On Friday April 4th, 2003, many His Dark Materials fans around the world... well at least those who read the Times Online newspaper, were shocked to learn of another His Dark Material book: Lyra's Oxford. The Times article announced:
"Philip Pullman... has set the publishing world alight by announcing a surprise addition to his bestselling His Dark Materials trilogy. Lyra’s Oxford will take readers back to Pullman’s fantasy world, which focuses on two children in a parallel universe populated by shape-shifting creatures and armoured polar bears. The fourth book stands alone from Pullman’s trilogy and can be read as such or as a companion to the other titles."
Two days later, Sunday, April the 6th, the Guardian article said:
"The legions of children and adults who are impatient to return to the vivid, fictional world of Philip Pullman's His Dark Materials trilogy have a lot to look forward to this autumn. Not only is a film version of the fantasy series under way at the same time as a stage adaptation is put together at the National Theatre, but Pullman is to publish a new companion piece to the trilogy in October. Called Lyra's Oxford, it will re-introduce readers to his heroine, Lyra, and celebrate the intricate and detailed fictional landscape that Pullman has created for her.
'At the heart of it is a new short story called 'Lyra and the Birds', explained Pullman this weekend. 'It's set a couple of years after the end of The Amber Spyglass, and refers both back and forward - so it's a sort of bridge between the trilogy and a longer book coming later, to be called The Book of Dust.'
Sitting on an Oxford rooftop, Lyra is drawn into a mystery when she sees a figure flying towards her, pursued by a flock of starlings.
The publishers, David Fickling Books, plan to give the work the appearance of an artefact or 'bundle' that has accidentally slipped between two worlds. It will contain a cloth map of Lyra's version of Oxford, complete with the topography of the fictional Jordan College, squashed between St Michael's College and Gabriel College, and will feature Bodley's Library along with the imaginatively-enhanced area of Jericho, the Pitt Rivers, and the mysterious hornbeam trees.
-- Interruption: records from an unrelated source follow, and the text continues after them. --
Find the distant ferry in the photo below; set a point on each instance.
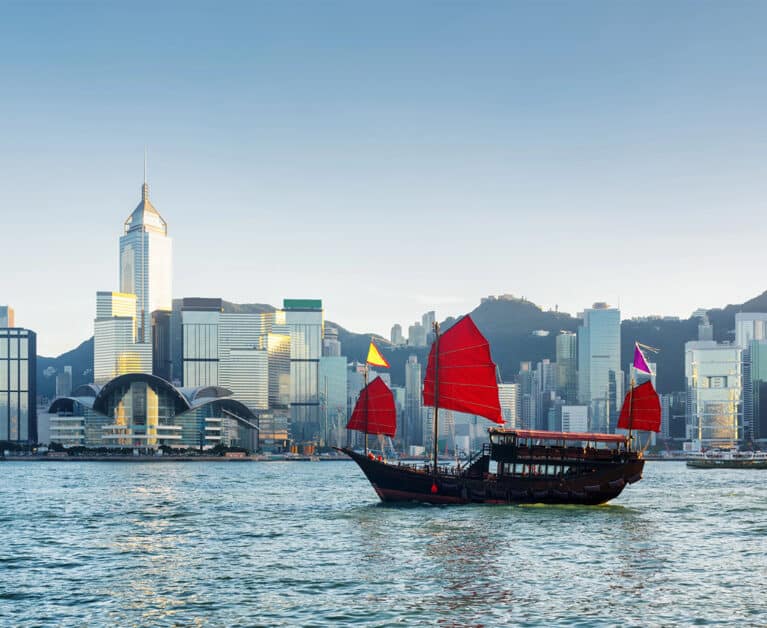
(728, 459)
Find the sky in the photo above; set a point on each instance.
(389, 158)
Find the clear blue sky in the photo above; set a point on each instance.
(386, 157)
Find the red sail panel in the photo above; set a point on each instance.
(641, 409)
(467, 381)
(375, 412)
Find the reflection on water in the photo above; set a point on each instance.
(301, 543)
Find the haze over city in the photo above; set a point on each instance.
(389, 159)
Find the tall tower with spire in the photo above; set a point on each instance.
(146, 265)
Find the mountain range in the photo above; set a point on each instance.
(518, 330)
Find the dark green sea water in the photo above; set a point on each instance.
(306, 543)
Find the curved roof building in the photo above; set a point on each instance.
(146, 411)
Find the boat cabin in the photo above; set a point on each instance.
(541, 453)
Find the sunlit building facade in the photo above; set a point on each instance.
(333, 402)
(6, 316)
(18, 392)
(412, 434)
(566, 365)
(115, 347)
(600, 379)
(713, 378)
(304, 319)
(508, 396)
(146, 266)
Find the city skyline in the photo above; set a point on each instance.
(421, 174)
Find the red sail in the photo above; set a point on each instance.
(467, 380)
(375, 412)
(641, 409)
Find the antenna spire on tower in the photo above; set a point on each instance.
(145, 186)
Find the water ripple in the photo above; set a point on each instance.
(309, 544)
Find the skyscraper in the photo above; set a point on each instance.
(713, 377)
(115, 347)
(397, 339)
(18, 392)
(333, 399)
(413, 432)
(64, 382)
(600, 379)
(750, 326)
(304, 319)
(750, 333)
(146, 263)
(508, 397)
(331, 345)
(6, 316)
(566, 364)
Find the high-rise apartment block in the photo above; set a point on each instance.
(331, 345)
(64, 382)
(412, 434)
(508, 397)
(575, 418)
(567, 366)
(333, 399)
(416, 335)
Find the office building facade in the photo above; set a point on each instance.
(18, 392)
(146, 266)
(600, 379)
(304, 319)
(567, 366)
(7, 316)
(713, 386)
(115, 347)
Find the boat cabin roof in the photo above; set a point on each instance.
(563, 436)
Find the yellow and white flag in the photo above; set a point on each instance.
(375, 358)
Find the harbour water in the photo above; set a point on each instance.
(305, 543)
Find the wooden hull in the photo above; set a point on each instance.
(395, 483)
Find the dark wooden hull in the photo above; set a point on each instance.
(400, 483)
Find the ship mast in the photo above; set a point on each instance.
(631, 404)
(365, 374)
(436, 398)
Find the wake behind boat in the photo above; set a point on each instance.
(516, 466)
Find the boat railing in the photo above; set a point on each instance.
(484, 451)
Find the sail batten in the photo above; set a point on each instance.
(467, 374)
(641, 409)
(374, 412)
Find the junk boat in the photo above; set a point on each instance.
(516, 466)
(728, 459)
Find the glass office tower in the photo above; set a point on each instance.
(713, 376)
(115, 350)
(304, 320)
(146, 263)
(18, 393)
(600, 379)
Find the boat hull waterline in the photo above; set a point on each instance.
(401, 483)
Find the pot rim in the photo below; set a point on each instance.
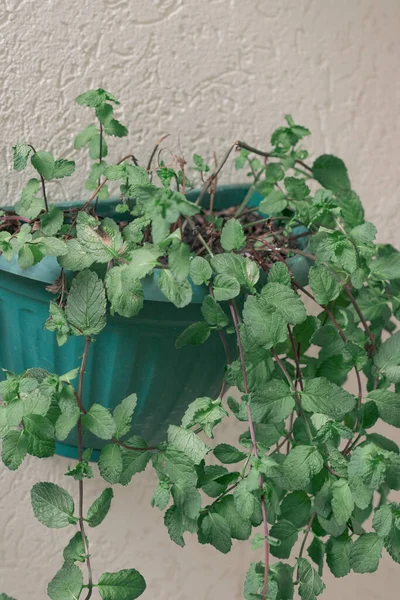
(48, 269)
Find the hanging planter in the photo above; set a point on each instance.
(131, 355)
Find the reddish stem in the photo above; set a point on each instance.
(255, 450)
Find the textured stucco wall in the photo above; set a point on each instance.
(208, 73)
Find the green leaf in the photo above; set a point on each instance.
(179, 293)
(204, 412)
(52, 505)
(110, 463)
(274, 203)
(39, 432)
(196, 334)
(386, 267)
(86, 304)
(392, 542)
(286, 533)
(80, 471)
(264, 323)
(331, 173)
(215, 530)
(338, 555)
(271, 402)
(63, 168)
(21, 154)
(175, 465)
(323, 284)
(228, 454)
(187, 442)
(99, 421)
(76, 258)
(100, 507)
(245, 501)
(311, 584)
(14, 449)
(388, 405)
(296, 508)
(115, 128)
(300, 466)
(369, 462)
(387, 358)
(254, 582)
(67, 583)
(296, 188)
(383, 520)
(75, 550)
(200, 270)
(363, 234)
(104, 113)
(366, 553)
(127, 584)
(123, 413)
(84, 137)
(225, 287)
(316, 551)
(274, 173)
(124, 292)
(30, 205)
(70, 413)
(243, 269)
(322, 396)
(143, 262)
(44, 164)
(94, 98)
(177, 524)
(232, 236)
(213, 313)
(161, 496)
(240, 528)
(52, 221)
(342, 501)
(134, 461)
(187, 498)
(102, 241)
(285, 301)
(279, 273)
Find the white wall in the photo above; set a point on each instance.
(208, 73)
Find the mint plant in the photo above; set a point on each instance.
(307, 467)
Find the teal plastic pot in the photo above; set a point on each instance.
(130, 355)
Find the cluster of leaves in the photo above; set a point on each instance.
(307, 463)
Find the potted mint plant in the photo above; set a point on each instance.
(236, 265)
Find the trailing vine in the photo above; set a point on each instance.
(310, 470)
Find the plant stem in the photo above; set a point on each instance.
(152, 155)
(215, 174)
(249, 194)
(296, 394)
(255, 450)
(14, 218)
(361, 316)
(80, 483)
(100, 159)
(308, 529)
(199, 236)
Pullman, who lives in Oxford, was an undergraduate at Exeter College, Oxford, between 1965 and 1968 and has based Jordan College, Lyra's home, upon his memories of Exeter. 'The book will consist of much more than just the story,' he explained. 'We wanted to create an object that was both intriguing and beautiful, and - like the story - was both self-contained and full of references elsewhere. There will be a map of Lyra's Oxford, like ours but different, and various other bits and pieces; and it will be illustrated by John Lawrence, the great master of the woodcut.'
Fickling has asked designers Trickett and Webb to help produce the book, while Lawrence has already done preliminary work on the illustrations. 'Readers of the trilogy will immediately know where they are,' said Fickling. 'I asked Philip if he could do some bits and pieces around the idea of a map and this book grew out of it. He always told me he couldn't write short stories, but it isn't true. Lyra is there right from the beginning with her daemon Pantalaimon and there will even be a postcard from this parallel Oxford. It will all go on sale in October for £9.99.'
Fickling, who has edited Pullman's work since 1982 during periods at Transworld and Scholastic, now has his own small imprint and will also be publishing the formal continuation of the series, The Book of Dust. 'In my view this new short story is one of the finest pieces of writing that Philip has ever produced,' he said.
Then, on Saturday June 21st, according to a Guardian article about John Lawrence, the illustrator of Lyra's Oxford:
His latest project is to illustrate Lyra's Oxford , a follow-up to Philip Pullman's phenomenally successful trilogy His Dark Materials . At the end of book three, the "subtle knife" which could cut windows into parallel worlds is broken, and the young lovers Will and Lyra must part and face the future in their respective worlds: Will in his Oxford, Lyra in hers. Set two years on from The Amber Spyglass , the new book began as a simple idea, with a map of Lyra's Oxford, as Lyra moves around the city "learning how to read the world". "But the story was bigger than I thought," says Pullman. "I realised it needed illustrations." The timeless quality of Lawrence's work made him the obvious choice.
For now, though, Lawrence is hard at work on Lyra's Oxford, engraving the illustrations on both wood and vinyl, exploiting the contrasting textures of the materials, and further extending his "ancient and modern" approach by using computer technology to bring the images together on the page. He talks with enthusiasm about the map of Lyra's Oxford. Apparently authentic, it's almost the same as the city we know, but - this being a parallel world - it's slightly skewed and many of the place names are different. He admits with an apologetic smile that when it is published in October, there may well be the odd tourist wandering round Oxford, map in hand, totally baffled.